• Case ref:
  • Date:
    September 2014
  • Body:
    Aberdeen City Council
  • Sector(s):
    Local Government
  • Subject:
    council tax
  • Outcome:
    Upheld, recommendations


Mr C had outstanding council tax to pay for 2012/13, and made two payments to cover this. However, the council's computer system can only match payments with the exact amount outstanding, and Mr C had paid by sending two sums totalling the amount owed. Where the amount paid does not match the full amount owed, the system defaults to allocate it against the current year's council tax bill. Mr C did not know this, and had correctly followed the council's instructions when making his payments. He then received a summary warrant for the outstanding 2012/13 amount. He challenged the bill, and the council then said he had council tax outstanding for 2012/13. They later found that the sums paid had been allocated to the wrong year, but told him they could have done nothing to avoid this or the problems that later occurred. Mr C was unhappy at the time they took to identify the error and cancel the summary warrant, and complained to us.

We found that Mr C could not have been expected to be aware of the problem. We noted what the council said about their computer system, and that it cannot be modified, but we took the view that they were aware of this, and that it was for them to sort out problems that might arise. There was no evidence that they had done so, and the council's file showed that no-one checked Mr C's council tax records before applying for the warrant to be served. We would also expect the council to have checked his records and identified the problem when he then got in touch about the warrant, but this did not happen until he asked for a detailed breakdown of his account. We found that the council did not take adequate steps to investigate Mr C's concerns when he raised them, and so unnecessarily pursued him for unpaid council tax.

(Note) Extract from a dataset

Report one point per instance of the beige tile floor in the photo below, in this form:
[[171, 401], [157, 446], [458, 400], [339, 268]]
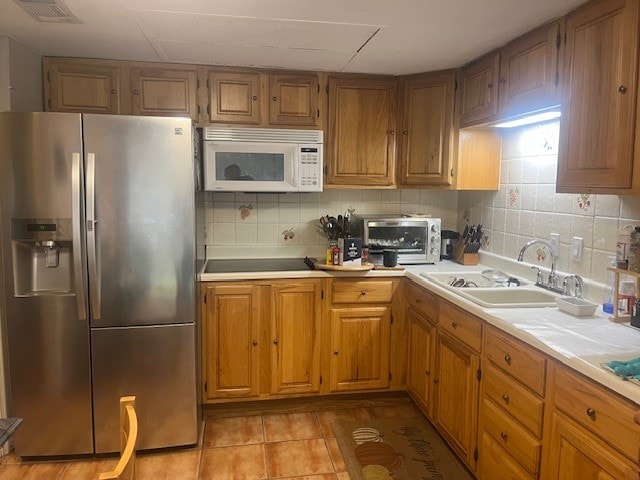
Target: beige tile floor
[[281, 443]]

We also found that when Mr C complained, the council did not tell him that there would be a delay in replying, and he had to chase them several times for a response. When they did respond, they did so comprehensively and provided detailed answers to his complaint. However, we found that they could have acted sooner to address his concerns when he raised them. Lack of effective investigation at the early stages meant a large exchange of emails, and ultimately led to his complaint. There were also delays in recognising the error in Mr C's bill, in communicating with the sheriff officers, and in responding to his complaint.


We recommended that the council:

  • review their processes for payment of council tax arrears, obtaining summary warrants for unpaid council tax and dealing with queries about such warrants, to ensure that any computer errors of the type noted in this complaint can be identified by council staff; and
  • make a redress payment to Mr C in recognition of their failure to identify the computer error at an early stage and to communicate the cancellation of the summary warrant promptly to the sheriff officers.